2/10/2006 7:00 PM Eastern

Last month, an Associated Press story estimated the value of the Yankees Entertainment & Sports Network, a New York City regional outlet that televises New York Yankees and New Jersey Nets games, at $1.1 billion. CEO Tracy Dolgin told Multichannel News editor in chief Tom Steinert-Threlkeld at the company’s headquarters in the Chrysler Building in midtown New York that, if that were true, he might get violent. He didn’t. Instead, Dolgin, the former president of Fox Sports Net who cut his teeth bringing the National Football League to the fourth network, kept talking. In the process, he had a lot to say about how new forms of distributing content would favor those outfits that already had strong products. Not new entrants. Here are excerpts of the conversation.

MCN: What do you mean by the 'haves’ and the 'have-nots’ being the key difference in who will succeed in so-called new media?

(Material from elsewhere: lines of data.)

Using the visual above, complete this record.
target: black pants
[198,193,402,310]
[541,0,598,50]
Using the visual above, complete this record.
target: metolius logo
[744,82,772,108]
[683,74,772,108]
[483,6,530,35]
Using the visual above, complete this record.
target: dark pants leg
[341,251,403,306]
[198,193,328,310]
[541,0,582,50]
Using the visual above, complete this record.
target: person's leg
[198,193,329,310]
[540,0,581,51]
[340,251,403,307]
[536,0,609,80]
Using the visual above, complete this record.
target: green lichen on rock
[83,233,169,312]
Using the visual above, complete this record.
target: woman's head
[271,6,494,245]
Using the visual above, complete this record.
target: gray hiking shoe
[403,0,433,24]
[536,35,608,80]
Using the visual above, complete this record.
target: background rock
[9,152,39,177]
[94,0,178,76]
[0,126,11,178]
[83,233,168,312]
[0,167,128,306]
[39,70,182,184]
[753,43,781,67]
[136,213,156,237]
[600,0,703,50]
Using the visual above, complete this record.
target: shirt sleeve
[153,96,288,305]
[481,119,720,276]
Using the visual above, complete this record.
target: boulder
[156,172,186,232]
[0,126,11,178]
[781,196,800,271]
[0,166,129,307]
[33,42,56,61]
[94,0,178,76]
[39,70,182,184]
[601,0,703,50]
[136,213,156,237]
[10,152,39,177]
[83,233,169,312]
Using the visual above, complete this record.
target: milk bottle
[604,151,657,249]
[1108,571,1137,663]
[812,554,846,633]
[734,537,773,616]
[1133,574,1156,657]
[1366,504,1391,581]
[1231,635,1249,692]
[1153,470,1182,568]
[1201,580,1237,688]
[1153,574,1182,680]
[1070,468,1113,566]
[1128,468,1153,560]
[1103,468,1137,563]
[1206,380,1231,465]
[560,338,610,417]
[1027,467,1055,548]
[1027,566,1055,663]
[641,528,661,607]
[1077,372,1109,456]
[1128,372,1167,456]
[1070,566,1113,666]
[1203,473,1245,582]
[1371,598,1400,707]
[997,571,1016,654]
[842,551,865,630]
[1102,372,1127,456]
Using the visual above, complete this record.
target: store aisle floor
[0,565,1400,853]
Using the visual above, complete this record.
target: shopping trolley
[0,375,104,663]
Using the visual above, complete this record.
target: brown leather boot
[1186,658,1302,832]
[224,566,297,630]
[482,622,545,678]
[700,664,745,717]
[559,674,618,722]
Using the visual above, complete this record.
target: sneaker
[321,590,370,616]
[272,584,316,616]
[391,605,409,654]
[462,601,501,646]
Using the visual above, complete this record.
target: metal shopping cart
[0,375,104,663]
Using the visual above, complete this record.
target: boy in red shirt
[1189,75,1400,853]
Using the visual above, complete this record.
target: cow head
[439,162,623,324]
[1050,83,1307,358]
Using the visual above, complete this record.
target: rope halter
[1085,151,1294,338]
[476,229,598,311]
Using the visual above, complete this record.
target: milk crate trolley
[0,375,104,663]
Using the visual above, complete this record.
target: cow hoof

Tracy Dolgin: All these changes, whether it’s fragmentation; whether it’s ultimate control of the consumer over content and how it’s viewed. All of these things, people say benefit a wide variety of companies, from the little guys, the startups, that [say, look now] we can get all this distribution. Or we’re going to put product on iPods, so therefore it’s a new channel of distribution so the big distributors won’t be able to hold out the little guys for content.

But it’s all fluff. It’s all transitory. These little guys will disappear. And new channels of distribution, all they do is dilute revenue streams.

MCN: Why will the little guys disappear?

TD: Because there’s no business model for it. Just because you can get on doesn’t make it a business model. Most of these new forms of distribution, by the way, aren’t paying forms of distribution.

Yes, you can possibly be seen by someone. But then you have to have a business model that’s transactional — either transactional from the standpoint of someone’s buying it, or transactional from the standpoint that someone’s watching it.

And there are not going to be [that many]. So all of these things that in the short run level the playing field actually do the opposite. What they do is, they stack the deck.

MCN: How so?

TD: You will find that almost all of these changes that are going on in the business will make the haves be stronger and the have-nots be weaker, in the long run.

Fragmentation, perfect example. Without fragmentation, these little guys couldn’t get on. You couldn’t have the Sewing Network, or whatever.

What it’s going to do in the long run, ultimate choice actually makes people make fewer choices. They make fewer choices about things that are familiar and important to them.

And so you don’t surf 700 channels. You actually just go to the seven or eight channels you really care about.

MCN: And if you happen to sew, the Sewing Network is one of them.

TD: But the Sewing Network is not going to be important to enough, so that it actually makes it in the end.

A 'have’ is a company that has killer content, that is sticky, that people care a lot about, that people are going to spend time with, that they’re going to spend deep time with.

Obviously, a channel like YES, with the Yankees, which is the number one brand in all of sports, is going to be the king of New York.

Fox News Channel, in the news space. Nickelodeon. Those are the ones that are going to be stronger.

MCN: When was the last time George Steinbrenner called?

TD: I don’t know if I’ve spoken to him since the season ended. He might have been on one of the board calls.

I don’t think I’ve spoken to him since the playoffs. And they were losing.